ACCEPT_KEYWORDS="~x86" emerge lm_sensors

!!! ERROR: sys-apps/lm_sensors-2.7.0 failed.

!!! Function src_compile, Line 30, Exitcode 2

!!! lm_sensors requires the source of a compatible kernel\nversion installed in /usr/src/linux and >=i2c-2.7.0 support built as a modules this support is included in gentoo-sources as of 2.4.20-r1

hmmmm, now I am really confused....

Did I miss something fundamental ??

Regards,

----------

## idl

Hmmmm.... before I tell you how I did it, can you just make sure /usr/src/linux is poiting to the correct kernel?

----------

## eyeroll

 *port001 wrote:*   

> Hmmmm.... before I tell you how I did it, can you just make sure /usr/src/linux is poiting to the correct kernel?

 

 ls -l linux

lrwxrwxrwx    1 root     root           23 Feb 16 15:57 linux -> linux-2.4.20-gentoo-r1/

All thoughts are welcome...

----------

## hungarian

I have the exact same problem here as is lm_sensors breaks during compilation.

Any thoughts on this guys ?

----------

## AlterEgo

Find the i2c patches for the kernel-version you have here. You only need the i2c-patches. 

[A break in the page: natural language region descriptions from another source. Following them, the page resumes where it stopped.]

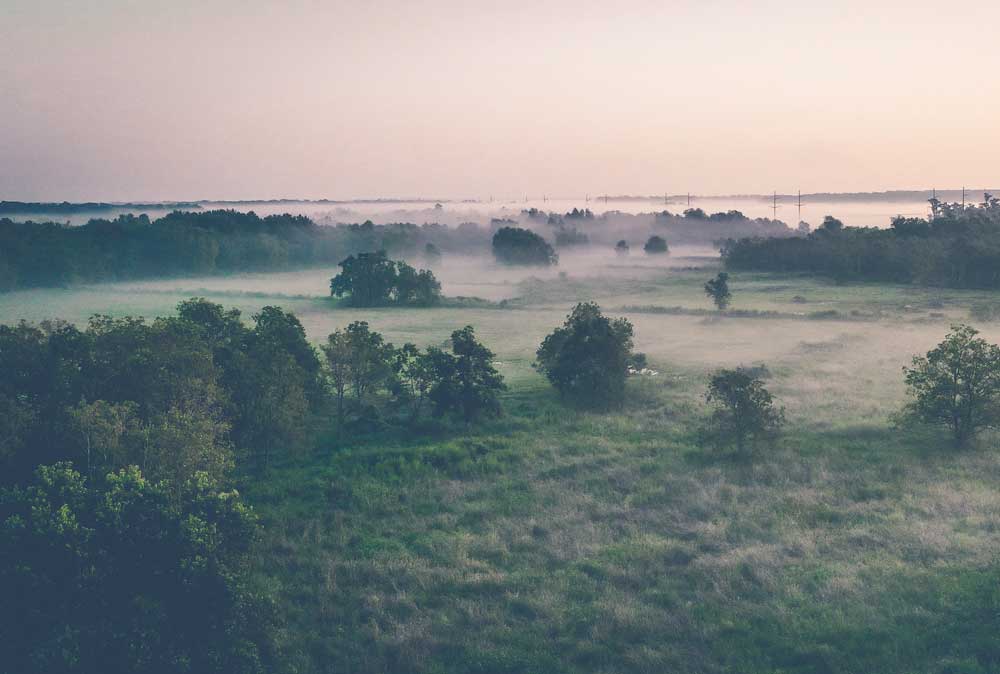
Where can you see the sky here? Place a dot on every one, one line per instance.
(183, 99)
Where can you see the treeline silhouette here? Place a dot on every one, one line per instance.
(184, 243)
(955, 246)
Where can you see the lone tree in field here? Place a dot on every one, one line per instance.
(655, 245)
(516, 246)
(744, 413)
(465, 382)
(718, 290)
(957, 384)
(587, 358)
(372, 280)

Recompile your kernel (modules).

Emerge Lm-sensors.

----------

## hungarian

OK.

I have recompiled without the patches and it works now.

Thank you

----------

## shadov

I got mine working this way:

I compiled 2.4.20 vanilla kernel with no i2c support at all.

 emerge sys-apps/i2c

 emerge sys-apps/lm_sensors

Then I just configured it and it works.

I hope this helps someone.

----------

## meth

how do we fix this on gentoo-sources? it refuses to work and manualy compiling i2c has been going on 24hrs now :/

----------